Não precisa ser gênio da lâmpada para deduzir que a disputa do quadrangular na terra do Mickey não desperta paixão entre os boleiros. No que estão certos. Não pelo torneio, que em si é bacana, iniciativa boa para aproveitar período em que Orlando está cheia de turistas, sobretudo brasileiros e demais sul-americanos. O nó está no calendário. Para os atletas daqui se trata de início de temporada, período que deveria ser aproveitado para dar-lhes condições físicas para suportar o ritmo até dezembro. No entanto, deverá ser suprimida uma etapa, nem sempre com desdobramentos satisfatórios.
A rapaziada se reapresentou no começo da semana, todos ainda tirando a inhaca das férias e o excesso de espumante, panettone, bacalhau e rabanada das festas de fim de ano. Nem fôlego têm para meia hora de bate-bola. Porém, para honrar compromissos firmados por cartolas, embarcam no sábado para dois jogos na Flórida em menos de uma semana. Alguém pode alegar que não é nada de sobrenatural que se exige deles e que os europeus também fazem isso, com giros pelos EUA e Ásia. Verdade, com uma diferença: os gringos ficam pelo menos dez dias, ou até duas semanas, em retiro em casa ou nos arredores, antes de irem faturar por aí. E alguns já quebraram a cara por programação inadequada.
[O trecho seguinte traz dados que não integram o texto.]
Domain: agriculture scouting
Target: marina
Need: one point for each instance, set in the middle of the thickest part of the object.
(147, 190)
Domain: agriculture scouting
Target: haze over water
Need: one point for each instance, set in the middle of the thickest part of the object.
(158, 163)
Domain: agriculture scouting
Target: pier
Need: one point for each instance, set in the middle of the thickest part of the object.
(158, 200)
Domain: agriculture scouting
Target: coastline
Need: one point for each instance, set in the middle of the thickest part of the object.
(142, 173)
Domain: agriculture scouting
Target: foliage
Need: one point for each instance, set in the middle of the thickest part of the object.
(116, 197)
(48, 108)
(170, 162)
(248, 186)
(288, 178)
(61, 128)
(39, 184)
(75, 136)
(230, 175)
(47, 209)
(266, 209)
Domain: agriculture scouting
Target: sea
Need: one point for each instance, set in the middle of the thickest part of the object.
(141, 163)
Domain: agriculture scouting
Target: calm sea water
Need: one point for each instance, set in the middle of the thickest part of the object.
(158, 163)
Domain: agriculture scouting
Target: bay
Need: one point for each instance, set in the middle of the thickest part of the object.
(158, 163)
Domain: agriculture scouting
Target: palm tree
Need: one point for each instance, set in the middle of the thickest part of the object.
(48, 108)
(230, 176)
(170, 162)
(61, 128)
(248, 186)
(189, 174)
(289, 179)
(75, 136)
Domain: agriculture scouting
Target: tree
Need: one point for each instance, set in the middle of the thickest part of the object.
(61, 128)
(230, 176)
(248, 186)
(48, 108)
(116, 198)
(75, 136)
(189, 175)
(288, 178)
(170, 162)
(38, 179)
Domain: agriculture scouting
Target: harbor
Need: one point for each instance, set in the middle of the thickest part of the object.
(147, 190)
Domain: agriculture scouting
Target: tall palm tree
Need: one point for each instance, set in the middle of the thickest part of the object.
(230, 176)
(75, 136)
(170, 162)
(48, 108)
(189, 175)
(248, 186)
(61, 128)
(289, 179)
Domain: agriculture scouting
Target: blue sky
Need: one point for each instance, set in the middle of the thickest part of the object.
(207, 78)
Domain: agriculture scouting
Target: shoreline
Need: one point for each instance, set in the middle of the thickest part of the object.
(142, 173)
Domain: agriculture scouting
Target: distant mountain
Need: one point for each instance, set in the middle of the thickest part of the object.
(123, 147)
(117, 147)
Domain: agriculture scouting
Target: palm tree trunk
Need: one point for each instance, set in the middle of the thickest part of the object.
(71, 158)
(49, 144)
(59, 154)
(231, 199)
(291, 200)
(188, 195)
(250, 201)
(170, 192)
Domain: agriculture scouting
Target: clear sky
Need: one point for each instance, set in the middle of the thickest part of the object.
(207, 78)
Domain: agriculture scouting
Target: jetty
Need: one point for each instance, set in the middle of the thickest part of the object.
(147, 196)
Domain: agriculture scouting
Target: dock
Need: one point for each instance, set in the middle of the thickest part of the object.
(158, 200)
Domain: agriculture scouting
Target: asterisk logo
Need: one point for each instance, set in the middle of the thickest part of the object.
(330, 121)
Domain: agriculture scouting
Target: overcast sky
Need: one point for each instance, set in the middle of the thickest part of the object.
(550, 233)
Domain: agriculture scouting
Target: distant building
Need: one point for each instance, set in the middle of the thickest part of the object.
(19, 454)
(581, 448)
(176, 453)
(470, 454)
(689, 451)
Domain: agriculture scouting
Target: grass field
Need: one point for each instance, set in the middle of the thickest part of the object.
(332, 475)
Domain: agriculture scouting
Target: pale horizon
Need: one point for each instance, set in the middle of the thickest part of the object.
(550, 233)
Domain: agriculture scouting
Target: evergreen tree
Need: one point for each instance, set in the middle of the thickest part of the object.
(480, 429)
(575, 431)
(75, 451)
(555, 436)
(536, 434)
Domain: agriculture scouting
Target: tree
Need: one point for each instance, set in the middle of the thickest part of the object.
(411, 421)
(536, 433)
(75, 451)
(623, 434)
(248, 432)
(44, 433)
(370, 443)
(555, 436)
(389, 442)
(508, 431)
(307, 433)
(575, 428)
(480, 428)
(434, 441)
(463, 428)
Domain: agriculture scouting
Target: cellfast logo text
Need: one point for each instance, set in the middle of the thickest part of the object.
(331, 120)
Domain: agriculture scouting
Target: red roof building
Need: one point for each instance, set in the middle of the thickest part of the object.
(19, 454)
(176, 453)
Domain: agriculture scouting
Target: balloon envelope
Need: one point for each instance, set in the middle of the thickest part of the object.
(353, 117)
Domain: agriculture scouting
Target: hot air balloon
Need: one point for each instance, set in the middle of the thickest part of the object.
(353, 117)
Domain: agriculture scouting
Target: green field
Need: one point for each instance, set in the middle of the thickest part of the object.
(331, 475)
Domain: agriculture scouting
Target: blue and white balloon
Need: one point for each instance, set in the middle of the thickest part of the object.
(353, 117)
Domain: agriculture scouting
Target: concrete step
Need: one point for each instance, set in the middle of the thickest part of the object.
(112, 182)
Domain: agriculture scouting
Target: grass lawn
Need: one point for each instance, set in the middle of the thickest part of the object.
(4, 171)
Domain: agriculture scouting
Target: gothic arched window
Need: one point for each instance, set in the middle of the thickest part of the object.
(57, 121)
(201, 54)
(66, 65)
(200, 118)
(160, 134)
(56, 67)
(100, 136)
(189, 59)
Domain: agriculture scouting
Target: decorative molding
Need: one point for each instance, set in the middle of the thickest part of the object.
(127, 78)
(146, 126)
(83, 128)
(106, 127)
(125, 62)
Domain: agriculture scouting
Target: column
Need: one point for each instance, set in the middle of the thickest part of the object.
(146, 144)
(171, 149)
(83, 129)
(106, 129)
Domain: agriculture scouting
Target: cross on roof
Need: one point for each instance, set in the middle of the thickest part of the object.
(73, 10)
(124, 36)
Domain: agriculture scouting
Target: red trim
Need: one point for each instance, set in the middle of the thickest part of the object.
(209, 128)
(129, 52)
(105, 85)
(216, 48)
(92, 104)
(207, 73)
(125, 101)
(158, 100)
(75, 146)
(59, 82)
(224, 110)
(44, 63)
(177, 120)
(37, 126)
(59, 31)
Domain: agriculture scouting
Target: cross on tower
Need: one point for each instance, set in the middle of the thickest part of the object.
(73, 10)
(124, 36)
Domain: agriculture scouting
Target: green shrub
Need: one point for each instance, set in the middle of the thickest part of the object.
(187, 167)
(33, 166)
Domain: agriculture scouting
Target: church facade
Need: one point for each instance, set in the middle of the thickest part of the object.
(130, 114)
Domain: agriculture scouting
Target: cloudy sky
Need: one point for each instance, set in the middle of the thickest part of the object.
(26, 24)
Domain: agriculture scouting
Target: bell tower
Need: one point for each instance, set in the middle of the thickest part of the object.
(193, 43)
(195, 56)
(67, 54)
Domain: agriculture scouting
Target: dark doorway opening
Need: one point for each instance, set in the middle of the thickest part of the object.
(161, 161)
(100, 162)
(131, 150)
Por mais que se tente destacar o caráter festivo da Florida Cup, inevitáveis serão as cobranças. Ou você acha que, se Palmeiras e Corinthians fizerem feio, não haverá cornetagem? Não tenho dúvidas que ouvidos ficarão vermelhos. O raciocínio é simples e impiedoso: jogadores vestiram os mantos sagrados, os ingressos são pagos (e alguns bem salgados), tem juiz, bandeirinha, transmissão por tevê? Então, não há como passar batido o que fizerem em campo. Vice-versa o contrário, também haverá quem se iluda com eventual sucesso dos times. "Taí o trabalho do professor!", "O elenco para este ano não vai decepcionar", etc. e tal.
Vejo riscos maiores para o Corinthians. Explico. O Palmeiras por ora tem só o Paulistão como compromisso oficial. Só por muita zebra não passará pela fase de grupos. Vanderlei Luxemburgo até pode usar a Florida Cup como laboratório. Já Thiago Nunes tem desafios maiores. O primeiro é o de montar a equipe-base, com quem vem de 2019 e com os que estão chegando. Não custa lembrar que ele mesmo é novo de casa, chegou com expectativa e com responsabilidade de mostrar serviço.
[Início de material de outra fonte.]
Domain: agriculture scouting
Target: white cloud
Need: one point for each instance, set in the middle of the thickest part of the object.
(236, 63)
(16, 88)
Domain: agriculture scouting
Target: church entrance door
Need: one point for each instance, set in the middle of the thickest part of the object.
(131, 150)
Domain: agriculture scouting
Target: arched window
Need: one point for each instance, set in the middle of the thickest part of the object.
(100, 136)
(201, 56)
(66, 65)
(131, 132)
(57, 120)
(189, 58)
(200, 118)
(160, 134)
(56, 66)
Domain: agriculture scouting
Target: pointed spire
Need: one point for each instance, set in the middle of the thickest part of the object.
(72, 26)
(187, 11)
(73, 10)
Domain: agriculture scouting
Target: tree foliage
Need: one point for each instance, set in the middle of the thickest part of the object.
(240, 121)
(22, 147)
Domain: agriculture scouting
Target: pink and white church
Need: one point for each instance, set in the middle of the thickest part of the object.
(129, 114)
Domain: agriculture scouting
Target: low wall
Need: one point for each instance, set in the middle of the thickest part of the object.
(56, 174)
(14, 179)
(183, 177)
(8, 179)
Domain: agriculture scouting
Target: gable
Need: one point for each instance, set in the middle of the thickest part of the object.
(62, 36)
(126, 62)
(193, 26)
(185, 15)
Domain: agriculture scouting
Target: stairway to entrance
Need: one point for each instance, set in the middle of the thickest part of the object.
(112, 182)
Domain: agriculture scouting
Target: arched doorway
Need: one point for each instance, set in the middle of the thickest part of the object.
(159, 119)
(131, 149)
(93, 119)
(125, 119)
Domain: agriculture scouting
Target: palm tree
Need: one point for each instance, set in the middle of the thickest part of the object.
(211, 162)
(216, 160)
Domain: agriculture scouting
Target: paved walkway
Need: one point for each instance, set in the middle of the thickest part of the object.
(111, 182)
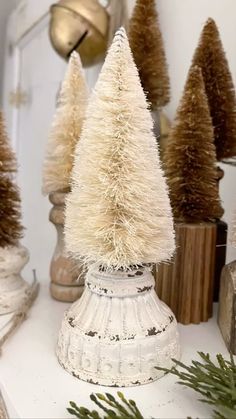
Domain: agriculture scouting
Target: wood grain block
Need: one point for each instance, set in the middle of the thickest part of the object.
(186, 284)
(227, 306)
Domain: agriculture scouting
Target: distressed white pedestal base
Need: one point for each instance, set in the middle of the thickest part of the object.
(119, 331)
(13, 289)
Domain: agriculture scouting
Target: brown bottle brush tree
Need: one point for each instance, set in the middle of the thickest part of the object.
(10, 214)
(210, 56)
(147, 46)
(190, 157)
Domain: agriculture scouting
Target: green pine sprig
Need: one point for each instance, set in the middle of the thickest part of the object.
(215, 382)
(113, 408)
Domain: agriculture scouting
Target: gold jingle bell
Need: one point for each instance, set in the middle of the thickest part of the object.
(82, 26)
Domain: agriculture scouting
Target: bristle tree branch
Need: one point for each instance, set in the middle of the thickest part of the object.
(10, 213)
(190, 157)
(148, 49)
(211, 58)
(66, 129)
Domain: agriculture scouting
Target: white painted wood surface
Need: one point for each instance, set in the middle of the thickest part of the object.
(118, 331)
(38, 387)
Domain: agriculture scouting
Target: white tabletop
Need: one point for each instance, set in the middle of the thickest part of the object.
(35, 386)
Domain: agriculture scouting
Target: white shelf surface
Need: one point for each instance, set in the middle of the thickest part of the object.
(36, 387)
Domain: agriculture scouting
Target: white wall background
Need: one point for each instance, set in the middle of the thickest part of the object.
(6, 7)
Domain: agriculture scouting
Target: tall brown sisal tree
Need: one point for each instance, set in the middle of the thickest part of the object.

E o serviço mais árduo é o de armar time para disputar as etapas preliminares da Libertadores. Imagine se não obtiver vaga, o prejuízo técnico, moral e econômico? Taí o São Paulo para despertar o alerta. No ano passado, a turma tricolor embarcou para a Florida Cup crua, crua. Não fez grande coisa por lá, perdeu bem uns quatro dias de treinos e levou pancada na Libertadores. Por um punhado de dólares?!
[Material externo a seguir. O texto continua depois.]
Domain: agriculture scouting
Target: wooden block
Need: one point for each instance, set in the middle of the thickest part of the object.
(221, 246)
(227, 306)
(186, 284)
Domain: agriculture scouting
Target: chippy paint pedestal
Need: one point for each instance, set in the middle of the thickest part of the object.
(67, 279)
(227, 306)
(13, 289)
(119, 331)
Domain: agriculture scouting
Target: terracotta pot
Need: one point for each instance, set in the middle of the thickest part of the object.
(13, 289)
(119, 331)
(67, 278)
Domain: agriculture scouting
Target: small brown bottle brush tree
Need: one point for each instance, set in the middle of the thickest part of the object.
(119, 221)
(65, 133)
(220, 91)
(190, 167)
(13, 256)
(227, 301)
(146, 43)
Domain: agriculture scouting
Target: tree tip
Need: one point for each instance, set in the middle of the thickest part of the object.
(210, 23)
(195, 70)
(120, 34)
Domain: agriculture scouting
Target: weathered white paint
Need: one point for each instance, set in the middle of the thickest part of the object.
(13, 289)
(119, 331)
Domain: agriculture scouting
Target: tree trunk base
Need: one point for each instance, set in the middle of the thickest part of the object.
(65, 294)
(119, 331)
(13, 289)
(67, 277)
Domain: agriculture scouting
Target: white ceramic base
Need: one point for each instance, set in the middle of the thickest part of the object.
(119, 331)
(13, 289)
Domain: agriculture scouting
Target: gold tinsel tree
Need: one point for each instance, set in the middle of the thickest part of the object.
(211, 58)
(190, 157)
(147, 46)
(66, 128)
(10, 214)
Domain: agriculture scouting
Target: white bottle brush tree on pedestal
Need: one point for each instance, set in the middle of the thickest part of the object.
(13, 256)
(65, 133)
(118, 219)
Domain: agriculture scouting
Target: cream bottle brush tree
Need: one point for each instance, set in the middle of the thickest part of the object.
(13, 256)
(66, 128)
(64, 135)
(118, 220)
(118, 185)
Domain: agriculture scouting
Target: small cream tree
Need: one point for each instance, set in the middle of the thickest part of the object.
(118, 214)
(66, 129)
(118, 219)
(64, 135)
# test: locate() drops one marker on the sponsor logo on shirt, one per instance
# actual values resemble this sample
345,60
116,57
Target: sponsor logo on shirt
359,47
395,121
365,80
Bem, o Corinthians terá mais tempo do que o São Paulo na ocasião, porque estreia em fevereiro. Meia-verdade. Os corintianos terão clássicos com Santos (antes) e São Paulo depois dos jogos da primeira fase de qualificação na Libertadores. Não sou contra a presença de brasileiros nessas manifestações. Só considero que os dirigentes precisam ser cautelosos ao receberem convites. Deveriam pedir cláusula no contrato que lhes permitisse desistir, ou enviar time reserva, se estivesse em jogo vaga na Libertadores.